As shown in FIG. 2B, second polysilicon for the storage node is formed on the structure, and then a blanket is etched to form polysilicon spacers 15 on both sidewalls of the oxide layer pattern 14. To form.

Subsequently, as shown in FIG. 2C, a photosensitive film is coated on the resultant product, and the photosensitive film pattern 16 is formed by exposing and developing the oxide film existing inside the polysilicon spacer 15 to be exposed. Next, the exposed oxide film is removed by HF solution.

Thereafter, as shown in FIG. 2 (d), the photoresist pattern 16 is removed by a conventional method, and a thin film of ONO (16: oxide nitride oxide) (ONO) is formed on the structure, and on top of the structure. Polysilicon is deposited to form a plate electrode of the capacitor, and then a predetermined portion is etched to form the plate electrode 17. Subsequently, a nitride film 18 is formed on the plate electrode 17, a thick film buffer film is formed, and the buffer film is polished by a chemical mechanical polishing method to form a flat wafer surface.

Then, as shown in FIG. 2E, a SOI substrate having a planarization insulating film formed on top of the buffer film and on the silicon wafer, for example, a capacitor having an increased surface area therein by bonding to a handling wafer having a BPSG film formed thereon. To form. Then, the exposed silicon substrate 100 is chemically mechanically polished until the underlying field oxide film is exposed to expose the silicon layer to form the capacitor electrode of the desired semiconductor element.

Although not shown in the subsequent steps, the semiconductor DRAM device is formed by forming a word line, a source, and a drain bit line on the exposed silicon layer by a known method.

As described in detail above, according to the present invention, in the method of manufacturing a semiconductor capacitor, a capacitor of a semiconductor element is embedded in an inner surface of an SOI substrate, and then a capacitor electrode having a surface area increased by performing a subsequent process on the exposed silicon surface. In addition to providing a low power and high speed of the device can be provided, the characteristics and reliability of the device is improved.

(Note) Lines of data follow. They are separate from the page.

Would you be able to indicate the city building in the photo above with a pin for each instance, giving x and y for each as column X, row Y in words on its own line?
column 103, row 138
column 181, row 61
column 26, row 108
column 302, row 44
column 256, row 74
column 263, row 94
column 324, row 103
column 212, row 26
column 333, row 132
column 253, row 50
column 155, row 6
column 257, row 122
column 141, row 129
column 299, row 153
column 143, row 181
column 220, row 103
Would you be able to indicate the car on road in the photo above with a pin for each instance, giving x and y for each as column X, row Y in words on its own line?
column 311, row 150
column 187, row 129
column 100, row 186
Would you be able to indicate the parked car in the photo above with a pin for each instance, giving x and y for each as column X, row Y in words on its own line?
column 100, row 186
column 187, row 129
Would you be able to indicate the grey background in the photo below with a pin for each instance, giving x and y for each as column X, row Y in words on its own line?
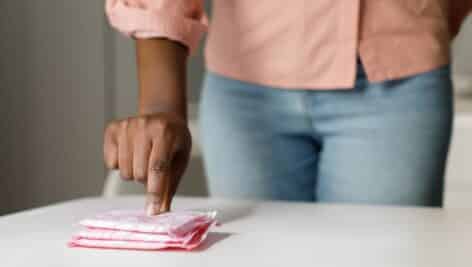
column 63, row 74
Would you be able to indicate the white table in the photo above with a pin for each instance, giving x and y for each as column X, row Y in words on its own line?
column 255, row 234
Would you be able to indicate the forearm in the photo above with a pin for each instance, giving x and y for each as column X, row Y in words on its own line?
column 162, row 77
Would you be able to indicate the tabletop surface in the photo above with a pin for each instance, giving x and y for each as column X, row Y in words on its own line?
column 254, row 234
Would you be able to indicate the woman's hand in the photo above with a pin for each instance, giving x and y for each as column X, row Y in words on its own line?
column 153, row 149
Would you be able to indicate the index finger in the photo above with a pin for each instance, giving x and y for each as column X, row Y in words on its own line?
column 159, row 176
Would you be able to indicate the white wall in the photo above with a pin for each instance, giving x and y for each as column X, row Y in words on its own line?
column 51, row 101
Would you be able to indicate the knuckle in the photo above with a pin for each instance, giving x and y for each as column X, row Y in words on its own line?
column 125, row 173
column 141, row 122
column 111, row 128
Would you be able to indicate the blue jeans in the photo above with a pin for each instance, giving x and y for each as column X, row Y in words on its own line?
column 378, row 143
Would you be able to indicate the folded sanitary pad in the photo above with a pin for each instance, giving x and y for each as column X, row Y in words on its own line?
column 135, row 230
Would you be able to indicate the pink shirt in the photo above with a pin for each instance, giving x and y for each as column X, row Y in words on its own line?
column 303, row 44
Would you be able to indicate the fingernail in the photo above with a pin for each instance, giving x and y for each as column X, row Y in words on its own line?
column 151, row 211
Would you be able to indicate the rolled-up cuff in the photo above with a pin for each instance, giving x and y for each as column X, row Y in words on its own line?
column 146, row 24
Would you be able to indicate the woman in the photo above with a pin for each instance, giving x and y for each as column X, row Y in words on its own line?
column 345, row 101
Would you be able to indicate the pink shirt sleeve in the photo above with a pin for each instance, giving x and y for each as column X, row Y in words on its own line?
column 183, row 21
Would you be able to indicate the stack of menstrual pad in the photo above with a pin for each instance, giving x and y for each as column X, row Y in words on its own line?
column 127, row 229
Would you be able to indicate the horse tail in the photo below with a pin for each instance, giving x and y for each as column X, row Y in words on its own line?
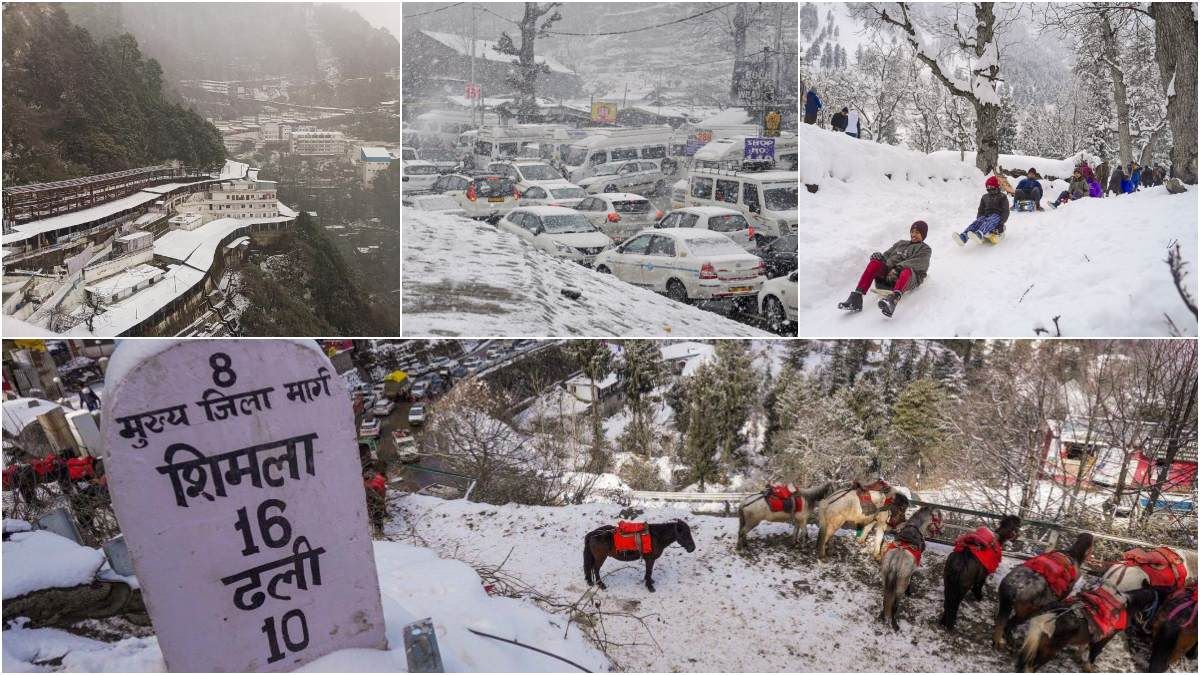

Various other modifications of the invention are apparent to those skilled in the art without departing from the scope and spirit of the invention, and may be made immediately. Accordingly, the claims appended hereto are not intended to be limited to those described herein, but rather, the claims are intended to cover all of the patentable novelties present in the present invention, including all features that are treated as equivalent to those skilled in the art to which this invention belongs. Interpreted as encompassing features.

Claims (1)

Forming a selective oxide film in place on the silicon wafer; Etching the resultant to expose the substrate; Stacking a first polysilicon film and an oxide film on the structure, and etching the first polysilicon film and the oxide film to a predetermined size; Depositing a second polysilicon layer on the structure and blanket etching to form a polysilicon spacer; Applying a photoresist film on the resultant, and forming a photoresist pattern so that an oxide film formed by etching is exposed; Removing the photoresist pattern; Sequentially stacking a dielectric film, a polysilicon film for plate electrodes, a nitride film, and a buffer film on the entire structure surface and polishing the surface to be flattened; Preparing a handling wafer to be attached to the formed silicon wafer; Depositing a planarization insulating film on the handling wafer; Attaching to contact the buffer film of the silicon wafer and the planarization film of the handling wafer; And polishing the silicon wafer surface to expose a silicon film.